Ces saynètes ne sont pas les épisodes d’une web-série sur la crise environnementale, mais bien les chapitres de Timber, nouvelle création de la Compagnie Still Life. Remarqués dans le in d’Avignon en 2022, ces Belges pratiquent un théâtre sans dialogue, sorte de pantomime ultra expressif, dans des mises en scène hyperréalistes truffées d’effets spéciaux plus ou moins DIY – la « lave » du tableau final est tout simplement de l’eau moussante. Une recette efficace, que la troupe applique aujourd’hui à la thématique écologique. Leur angle : la nature prend sa revanche sur une race humaine pathétique qui n’a jamais su la défendre.

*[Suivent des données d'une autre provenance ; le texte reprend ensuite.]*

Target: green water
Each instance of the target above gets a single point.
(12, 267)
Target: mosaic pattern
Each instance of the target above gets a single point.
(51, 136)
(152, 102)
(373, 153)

Bien sûr, la Compagnie Still Life est loin d’être seule sur le créneau du théâtre à conscience verte, mais leur « revenge porn » doucement ironique a le mérite de se jouer du moralisme en vigueur sur le sujet.

 


©Alice Piemme



Car Timber mise sur un humour grand public qui rappelle autant les sketchs du Saturday Night Live – l’épisode sur les influenceurs s’en approche – que Problemos d’Éric Judor et Blanche Gardin – celui sur le new age nous y ramène. Plus généralement, le regard que porte la compagnie sur les turpitudes de l’anthropocène a quelque chose de l’ironie populaire des dessinateurs de presse. Aussi, plutôt que d’insuffler une dose d’abstraction, l’absence de dialogue y contribue curieusement, et pousse les comédiens à l’exagération comique. La pièce prend pourtant le soin de suspendre ces sarcasmes pendant les changements de plateau : des interludes contemplatifs, sonorisés par une électronica plaintive et zébrés par des lasers rasants, le tout simulant la colère qui boue dans les entrailles de la planète. Ces efforts plastiques culminent dans le cataclysme final, son et lumière low tech que n’aurait pas renié Philippe Quesne. Subsistent de cette joyeuse proposition une amertume inquiète et le doux souhait de voir la planète en finir avec nous.

 


Timber de la Compagnie Still Life, jusqu’au 22 mars au Tanneurs, Bruxelles (Belgique)

 

⇢ du 2 au 3 avril au Palais des Beaux-Arts de Charleroi (Belgique)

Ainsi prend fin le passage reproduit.